Write recipe outputs (rows in initial order)

mouste04
Level 1
Write recipe outputs (rows in initial order)

Hello everyone,

I am working on a recipe where I am using "write_with_schema" to write the recipe outputs. I noticed that the order of the rows on the output dataset is different than the expected one. I tried adding the .reset_index().  The indexes exist on the output but again not in the right order. In my case, the order of the rows is crucial.

 Is there a way to have an output dataset where the rows are in the correct order using "write_with_schema" or any similar function?

Thank you in advance

0 Kudos
5 Replies
SarinaS
Dataiker

Hi @mouste04,

Can you let us know what type of output dataset type (i.e.

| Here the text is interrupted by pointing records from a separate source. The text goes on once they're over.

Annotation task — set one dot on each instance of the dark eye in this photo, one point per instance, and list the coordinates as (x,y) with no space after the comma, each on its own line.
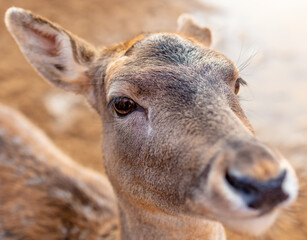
(239,82)
(123,105)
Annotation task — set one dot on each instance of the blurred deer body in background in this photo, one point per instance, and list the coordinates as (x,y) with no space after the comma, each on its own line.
(44,194)
(178,149)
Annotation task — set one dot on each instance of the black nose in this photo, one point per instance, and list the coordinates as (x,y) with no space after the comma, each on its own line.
(260,195)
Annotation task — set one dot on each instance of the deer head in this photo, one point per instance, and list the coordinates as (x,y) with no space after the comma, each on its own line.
(178,149)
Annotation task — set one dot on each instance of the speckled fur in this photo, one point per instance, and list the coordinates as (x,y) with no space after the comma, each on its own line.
(167,160)
(44,195)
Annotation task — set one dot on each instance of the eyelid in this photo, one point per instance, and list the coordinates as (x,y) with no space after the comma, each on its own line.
(242,81)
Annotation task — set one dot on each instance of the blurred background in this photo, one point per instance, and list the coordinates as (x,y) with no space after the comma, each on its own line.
(266,39)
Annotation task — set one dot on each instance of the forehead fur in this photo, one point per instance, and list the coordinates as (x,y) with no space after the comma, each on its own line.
(165,58)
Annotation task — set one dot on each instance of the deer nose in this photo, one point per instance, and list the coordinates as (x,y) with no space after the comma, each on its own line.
(259,195)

Snowflake, S3, filesystem etc) you writing to where you are seeing the output rows in a different order than you are seeing in your input dataframe that is passed to write_with_schema()?

Thanks,
Sarina 

0 Kudos
mouste04
Level 1
Author

Hello Sarina ,

The type of input and output datasets is Snowflake. The input and output datasets are different. From the input, a linkage matrix is calculated and this is the output. Currently, I have managed to create an index for each row and then order the output dataset to proceed, but I was wandering if there was a better way to do that.

Thanks. 

0 Kudos
SarinaS
Dataiker

Hi @mouste04,

I see! For SQL datasets, the way that they are read in depends on the following Advanced dataset setting:

Screenshot 2023-06-14 at 5.43.58 PM.png

This can be applied to the input and output datasets. Does this help?

Thanks,
Sarina

 

0 Kudos
mouste04
Level 1
Author

Thank you, this is helpful!

Though, I was wandering if there is a more automated way to do that. Something that can be done in the backend or some function I can use instead of "write_with_schema" that automatically does that.

0 Kudos
SarinaS
Dataiker

Hi @mouste04,

You could set this field automatically from the API. However, setting this at the dataset settings is the only way to set the read ordering for the dataset. If you wanted to do so from the API you could do something like this:

import dataiku

client = dataiku.api_client()
project = client.get_project('PROJECT_KEY')
dataset = project.get_dataset('DATASET')

settings = dataset.get_settings()
raw_settings = settings.get_raw()

raw_settings['readWriteOptions']['defaultReadOrdering']['enabled'] = True
raw_settings['readWriteOptions']['defaultReadOrdering']['rules'] = [{'columnName': 'COLUMN_VALUE', 'asc': True}]

settings.save()

 
Thanks,
Sarina

0 Kudos